I think waiting until the patient begins treatment so as to inform her about infertility is not a good idea. As shown before, medical professionals should act as advocates for patients by providing timely information to them. Besides, informing her while undergoing treatment can worsen the situation since she can choose to refuse the ongoing treatment. Such an action depicts the breach of patient autonomy and should be avoided. However, we can consider the fact that the patient’s culture lacks the idea of personal autonomy. In case the patient knows that she has no right to autonomy, the outcome will not be worse to the extent of involving the court of law.5 Therefore, the patient will react while knowing that her parents signed a medical consent for her as per their culture.
If Miriam died due to refusal to undertake treatment, I could have blamed the position and actions of the medical team. In medical care, there are situations whereby patients are denied self-autonomy. For example, a patient who is at risk of dying due to making poor medical decisions should not be allowed to do so.

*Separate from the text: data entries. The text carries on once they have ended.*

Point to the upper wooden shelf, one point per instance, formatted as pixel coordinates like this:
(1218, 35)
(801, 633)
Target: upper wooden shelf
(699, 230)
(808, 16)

Medical ethics allow medical practitioners to take charge of patients’ health in critical situations so as to save a life. Since medical officers have adequate knowledge regarding what should be told to the patient, they should ensure that the truth said to the patient does not harm him/her. Therefore, the medical team could be blamed for telling the patient a life-threatening truth instead of taking care of her health situation first.
Rabbi advised Miriam that she could have children if God desired that she should have them. However, the physicians could not understand how this could happen since the treatment involved removal of the ovaries which are responsive for ova production in females. I think Rabbi was encouraging Miriam beyond biomedical thinking and knowledge. It not necessarily that one should conceive and give birth so as to have children. In this context, Rabbi was trying to instill faith in Miriam by advising her that God might bless her with another way to get children and live happily. In this case, we learn that people live beyond their physical bodies due to strong spiritual beliefs. Besides, a complication in the body does not mean that all is over since one has to continue to live with what is around him/her.